Macrophages have been implicated in the pathogenesis of SLE, including classically activated inflammatory M1 macrophages and the alternately activated M2 macrophages M2a, M2b, and M2c, which demonstrate pro-fibrotic, immunity-regulatory, remodeling and anti-inflammatory effects, respectively. Initially, M1 macrophages were reported to be predominant in SLE, with M2a and M2c macrophage expression being reduced. (24) However, Gregor et al. detected more M2c than M2a macrophages, and few M1 macrophages, in all ISN/RPS classes of LN. (25) Several reports suggest that M2 macrophages play an important role in driving or regulating interstitial inflammation, cellular crescent formation, and fibrinoid necrosis. (9, 26, 27) These studies suggested that CD163 + M2c-like macrophages may be associated with the pathogenesis of SLE.
UsCD163 is a marker of the status of LN, and could also serve as a biomarker of SLE disease activity. Mejia-Vilet et al. reported an association between usCD163 and proteinuria. (9) Zhang et al. reported that the usCD163 level was correlated with the SLEDAI, rSLEDAI, and Physician Global Assessment scores in various ethnic groups. (28) Our results showed that the usCD163 level and urine usCD163/creatinine ratio were correlated with the UPCR, anti-dsDNA Ab level, and SLEDAI and rSLEDAI scores. A usCD163 level of 0.443 ng/mL and urine usCD163/creatinine ratio of 110.2 ng/mmol predicted high SLEDAI scores.
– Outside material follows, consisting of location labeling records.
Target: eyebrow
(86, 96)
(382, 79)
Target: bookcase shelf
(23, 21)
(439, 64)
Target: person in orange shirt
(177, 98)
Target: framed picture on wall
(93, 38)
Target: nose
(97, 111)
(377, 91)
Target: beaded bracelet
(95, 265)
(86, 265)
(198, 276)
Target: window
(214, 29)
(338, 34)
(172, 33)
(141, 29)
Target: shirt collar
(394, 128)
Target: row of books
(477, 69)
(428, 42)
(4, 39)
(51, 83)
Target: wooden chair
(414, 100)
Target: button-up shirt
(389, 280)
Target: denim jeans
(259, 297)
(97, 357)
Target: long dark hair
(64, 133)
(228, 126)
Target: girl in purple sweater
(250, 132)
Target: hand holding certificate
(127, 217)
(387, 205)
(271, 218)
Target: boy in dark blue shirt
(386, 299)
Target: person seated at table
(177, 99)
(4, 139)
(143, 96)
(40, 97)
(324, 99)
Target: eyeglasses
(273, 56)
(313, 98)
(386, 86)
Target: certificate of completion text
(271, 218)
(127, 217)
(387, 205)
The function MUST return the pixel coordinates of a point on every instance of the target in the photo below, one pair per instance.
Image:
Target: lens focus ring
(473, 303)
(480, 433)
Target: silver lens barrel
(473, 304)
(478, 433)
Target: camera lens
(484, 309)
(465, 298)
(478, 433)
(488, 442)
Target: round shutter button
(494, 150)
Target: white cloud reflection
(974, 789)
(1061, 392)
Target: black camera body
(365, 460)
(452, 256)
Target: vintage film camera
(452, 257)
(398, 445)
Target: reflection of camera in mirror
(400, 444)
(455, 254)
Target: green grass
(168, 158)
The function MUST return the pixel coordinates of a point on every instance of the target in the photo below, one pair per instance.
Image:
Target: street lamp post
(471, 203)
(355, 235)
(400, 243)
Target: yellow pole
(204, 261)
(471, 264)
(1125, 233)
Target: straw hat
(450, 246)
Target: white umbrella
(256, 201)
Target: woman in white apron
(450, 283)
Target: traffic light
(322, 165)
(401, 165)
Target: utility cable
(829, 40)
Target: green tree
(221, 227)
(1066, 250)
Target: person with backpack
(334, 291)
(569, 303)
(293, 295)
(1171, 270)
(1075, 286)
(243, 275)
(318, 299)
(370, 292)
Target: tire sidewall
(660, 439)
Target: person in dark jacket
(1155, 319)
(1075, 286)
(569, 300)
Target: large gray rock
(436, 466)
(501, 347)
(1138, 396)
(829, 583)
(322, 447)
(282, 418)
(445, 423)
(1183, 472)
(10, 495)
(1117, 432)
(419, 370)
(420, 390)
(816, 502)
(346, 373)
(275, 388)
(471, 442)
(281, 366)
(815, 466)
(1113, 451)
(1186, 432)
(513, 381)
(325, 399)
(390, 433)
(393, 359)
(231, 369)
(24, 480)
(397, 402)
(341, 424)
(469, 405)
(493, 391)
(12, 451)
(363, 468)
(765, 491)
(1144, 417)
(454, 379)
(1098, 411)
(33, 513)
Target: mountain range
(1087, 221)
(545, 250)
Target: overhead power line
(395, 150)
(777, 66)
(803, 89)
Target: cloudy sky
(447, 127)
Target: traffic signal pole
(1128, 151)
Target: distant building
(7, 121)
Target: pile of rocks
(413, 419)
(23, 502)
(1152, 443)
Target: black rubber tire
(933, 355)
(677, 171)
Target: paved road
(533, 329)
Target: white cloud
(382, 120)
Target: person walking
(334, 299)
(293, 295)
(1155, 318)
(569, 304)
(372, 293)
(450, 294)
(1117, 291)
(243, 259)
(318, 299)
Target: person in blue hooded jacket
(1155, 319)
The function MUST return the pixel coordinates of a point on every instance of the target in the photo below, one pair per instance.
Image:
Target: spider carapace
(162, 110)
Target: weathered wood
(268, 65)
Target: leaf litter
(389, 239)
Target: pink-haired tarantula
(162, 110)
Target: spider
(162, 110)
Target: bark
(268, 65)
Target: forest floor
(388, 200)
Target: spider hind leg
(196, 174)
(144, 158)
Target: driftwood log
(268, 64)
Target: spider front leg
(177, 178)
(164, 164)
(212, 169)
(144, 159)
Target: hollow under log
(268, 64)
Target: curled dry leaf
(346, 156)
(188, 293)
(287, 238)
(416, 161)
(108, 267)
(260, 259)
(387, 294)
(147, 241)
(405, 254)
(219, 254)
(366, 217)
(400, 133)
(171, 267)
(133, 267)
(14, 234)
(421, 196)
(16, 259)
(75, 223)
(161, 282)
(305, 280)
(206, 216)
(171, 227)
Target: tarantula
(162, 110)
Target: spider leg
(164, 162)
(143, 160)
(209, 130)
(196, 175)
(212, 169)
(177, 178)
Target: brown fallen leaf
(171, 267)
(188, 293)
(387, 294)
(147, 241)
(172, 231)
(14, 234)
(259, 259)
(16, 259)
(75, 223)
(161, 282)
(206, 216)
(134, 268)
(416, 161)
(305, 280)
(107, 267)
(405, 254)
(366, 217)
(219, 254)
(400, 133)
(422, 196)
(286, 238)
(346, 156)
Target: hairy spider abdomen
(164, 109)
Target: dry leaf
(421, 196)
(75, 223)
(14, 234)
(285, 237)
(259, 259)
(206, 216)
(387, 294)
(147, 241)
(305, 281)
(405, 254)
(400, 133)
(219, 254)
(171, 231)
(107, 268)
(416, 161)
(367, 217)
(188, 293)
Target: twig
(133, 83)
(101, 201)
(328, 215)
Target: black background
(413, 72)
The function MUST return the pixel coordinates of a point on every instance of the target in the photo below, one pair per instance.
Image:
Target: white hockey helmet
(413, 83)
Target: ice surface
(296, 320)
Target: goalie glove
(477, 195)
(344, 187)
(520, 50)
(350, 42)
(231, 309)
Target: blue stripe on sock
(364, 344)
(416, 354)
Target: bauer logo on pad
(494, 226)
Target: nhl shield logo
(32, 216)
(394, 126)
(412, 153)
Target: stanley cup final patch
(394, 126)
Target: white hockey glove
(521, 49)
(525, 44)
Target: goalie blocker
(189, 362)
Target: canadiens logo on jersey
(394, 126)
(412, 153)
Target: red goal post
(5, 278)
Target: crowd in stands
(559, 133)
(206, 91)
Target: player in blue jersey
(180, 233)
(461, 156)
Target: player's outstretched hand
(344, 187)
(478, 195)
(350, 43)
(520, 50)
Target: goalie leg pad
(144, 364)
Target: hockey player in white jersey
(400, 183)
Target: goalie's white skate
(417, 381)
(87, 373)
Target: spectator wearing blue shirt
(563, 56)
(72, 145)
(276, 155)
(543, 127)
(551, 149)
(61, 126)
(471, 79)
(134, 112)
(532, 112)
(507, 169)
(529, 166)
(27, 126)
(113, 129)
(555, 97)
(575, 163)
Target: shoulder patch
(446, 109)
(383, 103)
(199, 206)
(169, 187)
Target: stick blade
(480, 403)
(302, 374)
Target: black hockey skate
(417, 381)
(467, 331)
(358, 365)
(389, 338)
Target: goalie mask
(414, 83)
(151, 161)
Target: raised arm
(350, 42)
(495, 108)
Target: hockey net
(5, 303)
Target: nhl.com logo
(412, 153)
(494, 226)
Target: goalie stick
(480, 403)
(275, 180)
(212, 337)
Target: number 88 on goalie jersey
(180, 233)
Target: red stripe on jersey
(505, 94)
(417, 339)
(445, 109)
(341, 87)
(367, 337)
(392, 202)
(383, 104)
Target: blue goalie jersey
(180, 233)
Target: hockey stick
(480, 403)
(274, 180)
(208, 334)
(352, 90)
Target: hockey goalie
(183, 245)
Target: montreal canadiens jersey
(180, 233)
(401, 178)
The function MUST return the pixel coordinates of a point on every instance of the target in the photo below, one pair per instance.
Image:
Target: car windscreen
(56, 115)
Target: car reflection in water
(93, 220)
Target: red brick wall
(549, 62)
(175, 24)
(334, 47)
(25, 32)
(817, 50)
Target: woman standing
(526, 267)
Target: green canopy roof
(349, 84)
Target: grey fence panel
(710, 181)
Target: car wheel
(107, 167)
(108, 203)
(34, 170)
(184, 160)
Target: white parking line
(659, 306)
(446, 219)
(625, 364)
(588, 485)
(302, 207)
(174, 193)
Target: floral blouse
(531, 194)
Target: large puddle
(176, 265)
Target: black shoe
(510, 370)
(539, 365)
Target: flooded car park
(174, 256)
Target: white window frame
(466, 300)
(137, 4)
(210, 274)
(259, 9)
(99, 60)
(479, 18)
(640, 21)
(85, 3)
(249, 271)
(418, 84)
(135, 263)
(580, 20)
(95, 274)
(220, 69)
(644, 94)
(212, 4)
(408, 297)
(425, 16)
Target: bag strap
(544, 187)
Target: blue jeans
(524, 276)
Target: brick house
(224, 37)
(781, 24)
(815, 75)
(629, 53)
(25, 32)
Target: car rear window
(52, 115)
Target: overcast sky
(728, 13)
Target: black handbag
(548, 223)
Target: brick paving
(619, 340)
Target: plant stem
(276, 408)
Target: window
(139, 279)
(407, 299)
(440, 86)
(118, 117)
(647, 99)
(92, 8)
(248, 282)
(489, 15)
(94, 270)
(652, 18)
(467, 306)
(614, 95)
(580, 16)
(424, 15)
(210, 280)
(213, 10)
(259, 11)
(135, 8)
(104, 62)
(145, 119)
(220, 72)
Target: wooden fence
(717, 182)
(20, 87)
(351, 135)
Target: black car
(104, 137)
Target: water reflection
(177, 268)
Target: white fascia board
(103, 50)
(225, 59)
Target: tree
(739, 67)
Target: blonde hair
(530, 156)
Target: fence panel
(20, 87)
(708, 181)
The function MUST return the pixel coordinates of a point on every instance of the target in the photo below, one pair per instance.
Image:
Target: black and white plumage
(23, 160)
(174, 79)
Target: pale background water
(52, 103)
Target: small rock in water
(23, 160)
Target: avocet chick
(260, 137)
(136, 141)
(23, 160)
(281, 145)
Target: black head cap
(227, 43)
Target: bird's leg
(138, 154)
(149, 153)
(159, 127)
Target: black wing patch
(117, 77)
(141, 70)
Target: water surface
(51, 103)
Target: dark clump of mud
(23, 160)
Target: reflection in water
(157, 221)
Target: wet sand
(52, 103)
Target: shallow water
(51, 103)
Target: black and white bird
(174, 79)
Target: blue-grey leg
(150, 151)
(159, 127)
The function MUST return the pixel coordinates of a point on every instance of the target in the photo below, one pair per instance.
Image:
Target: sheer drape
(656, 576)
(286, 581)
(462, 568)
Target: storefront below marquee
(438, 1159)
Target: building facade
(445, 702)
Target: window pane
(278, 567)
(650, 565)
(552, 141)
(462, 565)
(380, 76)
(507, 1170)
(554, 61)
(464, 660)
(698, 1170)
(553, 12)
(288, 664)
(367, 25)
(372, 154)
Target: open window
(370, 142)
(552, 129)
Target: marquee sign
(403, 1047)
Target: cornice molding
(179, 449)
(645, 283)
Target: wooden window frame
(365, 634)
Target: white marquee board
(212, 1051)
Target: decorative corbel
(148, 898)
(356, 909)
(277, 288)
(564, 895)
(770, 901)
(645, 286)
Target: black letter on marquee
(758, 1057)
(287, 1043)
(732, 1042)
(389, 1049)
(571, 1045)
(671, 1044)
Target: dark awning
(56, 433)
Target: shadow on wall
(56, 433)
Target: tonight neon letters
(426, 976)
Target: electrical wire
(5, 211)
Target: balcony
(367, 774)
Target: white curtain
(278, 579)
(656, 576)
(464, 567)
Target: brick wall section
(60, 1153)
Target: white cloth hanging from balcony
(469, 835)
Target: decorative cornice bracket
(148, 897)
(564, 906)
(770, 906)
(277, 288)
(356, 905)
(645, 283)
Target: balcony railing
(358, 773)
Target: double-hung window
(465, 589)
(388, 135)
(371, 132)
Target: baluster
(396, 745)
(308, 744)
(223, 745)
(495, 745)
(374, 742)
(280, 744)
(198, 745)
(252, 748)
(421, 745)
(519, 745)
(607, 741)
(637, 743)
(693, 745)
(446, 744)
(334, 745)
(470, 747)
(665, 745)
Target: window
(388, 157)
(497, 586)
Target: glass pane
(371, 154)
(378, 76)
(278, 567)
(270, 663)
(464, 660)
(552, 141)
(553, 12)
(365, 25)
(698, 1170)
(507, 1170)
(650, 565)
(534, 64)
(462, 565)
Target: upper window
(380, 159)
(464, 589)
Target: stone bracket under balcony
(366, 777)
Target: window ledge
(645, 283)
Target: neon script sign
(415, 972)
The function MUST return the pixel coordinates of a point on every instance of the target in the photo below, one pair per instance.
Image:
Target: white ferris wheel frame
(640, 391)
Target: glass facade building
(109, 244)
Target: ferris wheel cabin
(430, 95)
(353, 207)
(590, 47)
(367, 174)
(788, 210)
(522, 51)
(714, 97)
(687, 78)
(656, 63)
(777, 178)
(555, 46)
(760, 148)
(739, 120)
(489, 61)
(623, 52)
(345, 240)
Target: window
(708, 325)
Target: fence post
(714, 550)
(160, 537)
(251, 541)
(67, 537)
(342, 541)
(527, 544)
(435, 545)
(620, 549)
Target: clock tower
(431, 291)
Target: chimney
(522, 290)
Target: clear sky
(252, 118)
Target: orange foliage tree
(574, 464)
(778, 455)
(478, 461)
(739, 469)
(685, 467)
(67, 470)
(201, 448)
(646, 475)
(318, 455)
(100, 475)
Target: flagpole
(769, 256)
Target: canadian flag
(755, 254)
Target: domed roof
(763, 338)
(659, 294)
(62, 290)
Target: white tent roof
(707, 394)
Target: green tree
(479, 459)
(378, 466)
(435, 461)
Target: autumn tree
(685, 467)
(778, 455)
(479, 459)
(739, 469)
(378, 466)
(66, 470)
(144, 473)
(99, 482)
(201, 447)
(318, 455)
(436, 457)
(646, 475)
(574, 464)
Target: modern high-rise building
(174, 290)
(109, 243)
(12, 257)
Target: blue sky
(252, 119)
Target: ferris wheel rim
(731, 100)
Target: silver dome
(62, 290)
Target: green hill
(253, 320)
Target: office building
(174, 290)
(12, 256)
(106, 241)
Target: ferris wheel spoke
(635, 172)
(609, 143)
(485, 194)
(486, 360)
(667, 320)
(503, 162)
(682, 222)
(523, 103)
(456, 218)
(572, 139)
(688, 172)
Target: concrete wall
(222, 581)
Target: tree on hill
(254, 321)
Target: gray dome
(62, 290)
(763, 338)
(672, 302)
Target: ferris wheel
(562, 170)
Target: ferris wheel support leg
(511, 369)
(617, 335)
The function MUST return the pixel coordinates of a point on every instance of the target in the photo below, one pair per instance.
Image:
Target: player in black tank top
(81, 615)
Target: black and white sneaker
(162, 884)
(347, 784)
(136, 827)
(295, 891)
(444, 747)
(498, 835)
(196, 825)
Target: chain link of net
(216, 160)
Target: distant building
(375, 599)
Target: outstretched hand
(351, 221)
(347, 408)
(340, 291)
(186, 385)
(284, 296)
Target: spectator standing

C3, C4, and anti-ds DNA Ab are traditional biomarkers of SLE disease activity; the SLEDAI-2K score is also based on these markers. We found that the usCD163 level and usCD163/creatinine ratio were also correlated with the SLEDAI-2K score and anti-ds DNA Ab level. Serum soluble CD163, monocyte chemoattractant protein-1 (MCP-1), neutrophil gelatinase-associated lipocalin (NGAL), TNF-like weak inducer of apoptosis (TWEAK), and vascular cell adhesion molecule-1 (VCAM) are new biomarkers of SLE disease activity. (29)
Renal biopsy is the gold standard to diagnose LN. The identification of non-invasive biomarkers, such as usCD163, of active LN that are strongly correlated with renal biopsy results and underlying disease mechanisms has been a priority. Other non-invasive biomarkers of LN include anti-C1q antibody and urine MCP-1. (18, 30) The treatment goal should be an at least 25% and 50% reduction in the proteinuria level after 3 and 6 months, respectively, and a complete renal response (500–700 mg/day) at 12 months. (31) However, persistent proteinuria (lasting for 6 months) makes it difficult to titrate immunosuppressants. Mejia-Vilet et al. found that the level of usCD163 after treatment could be monitored to predict the renal response and kidney histology score. (9)
The in vivo expression of CD163 on macrophages is influenced by several medications including glucocorticoids, mycophenolate mofetil (MMF), tacrolimus, rituximab, and cyclophosphamide. (25, 32–35) However, the observed elevation in urine sCD163 in active and proliferative LN was not attributed to medications such as MMF and glucocorticoids in clinical studies. (4, 28)
As a biomarker, usCD163 can be evaluated noninvasively and directly reflects macrophage-mediated glomerular inflammation; it can also distinguish between class III/IV and V LN in patients showing proteinuria relapse during their clinical course. (4, 9, 28) The reason why usCD163 correlates with the proteinuria level and UPCR, but not with class V LN, needs further study.
The first limitation of our study was that renal biopsy was not performed, so the association of the ISN/RPS classification with renal histology was unknown. However, a previous study showed that usCD163 was associated with proliferative LN classes III and IV. Second, serial usCD163 measurements and long-term follow-up of renal were not performed, as this was a cross-sectional study. We will further analyte usCD163, anti-C1q antibody, and urine MCP-1 levels in LN in future studies.